Tanaman ini konon cocok ditanami di tanah bertebing, tanah bersemak di sekitar
jurang. Sedang di kawasan Humbang, andaliman
justru tumbuh di sekitar adaran
(padang penggembalaan) kerbau. Sulit berandai-andai sejak kapan tanaman berduri
ini dijadikan leluhur sebagai bumbu peracik menggiurkan. Dua ratus tahun? Tiga
ratus? Atau sejak Raja Batak hadir pertama kali di Pusuk Buhit kah?
Nai
Rouli boru Siburian, sudah lima belas tahun khusus berniaga andaliman, antara Tano Batak- Pekan Baru – Jakarta.”Saya akui, untung cukup besar
berdagang andaliman. Anakku empat jadi sarjana dari untung berdagang andaliman.
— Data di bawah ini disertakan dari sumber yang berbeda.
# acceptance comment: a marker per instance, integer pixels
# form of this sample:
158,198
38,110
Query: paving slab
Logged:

Memang capek berjualan jauh-jauh, tapi karena untung besar, terasa ringan
juga”, katanya terkekeh saat bercerita dengan SARINGAR.Net, di Tarutung,
pekan lalu. Makanya, kata ibu paruh baya ini, kalau sempat andaliman punah dari Tano Batak, dialah salah satu yang paling
berduka.”Semua orang Batak kurasa akan merasa rugi besar, karena masakan Batak
tak enak lagi dimakan…ha-ha-ha…makanya, aku pun selalu berharap, janganlah
sampai andaliman punah dari Tano
Batak ini”, umbarnya lagi.
Sekadar
catatan, dari 15 kecamatan di Taput, hanya enam kecamatan yang memproduksi andaliman. Itu pun jumlah produksi tak
sebanyak dulu. Menurut data Badan Pusat Statistik (BPS) Taput tahun 2007, luas
tanaman andaliman produktif hanya 16
hektare, dari 21 hektare yang terdata. Produksi pada 2005 tercatat 5,64 ton,
naik jadi 7,53 ton pada 2006. Rata-rata produksi 470 kilogram per hektare.
Kecamatan Parmonangan, Pangaribuan, Siborongborong, menjadi produsen andaliman terbesar, yang bertahan hingga
kini. Menyusul Kecamatan Pagaran dan Muara.Data itu belum berbeda jauh dengan
kondisi sekarang.
Melihat
besarnya potensi pasar andaliman,
sejak lama muncul pertanyaan: Mengapa Pemkab Taput tak pernah terpikir untuk
memprogram, agar andaliman, menjadi
salah satu komoditas unggulan dari daerah ini? Hingga saat ini andaliman masih
di anggap warga sebatas komoditas sampingan, belum mengarah menjadi komoditas penting dalam konteks kuliner Batak. Maka pertanyaan yang kemudian muncul," Bagaimana kalau andaliman suatu saat punah dari Tanah Batak?" Dengan santai beberapa orang penikmat masakan khas Batak menjawab," Bah, dang tabo be antong lompa-lompa ni hita Batak...ha-ha-ha..." (Tak enak lagi lah nanti cita rasa masakan kita Batak).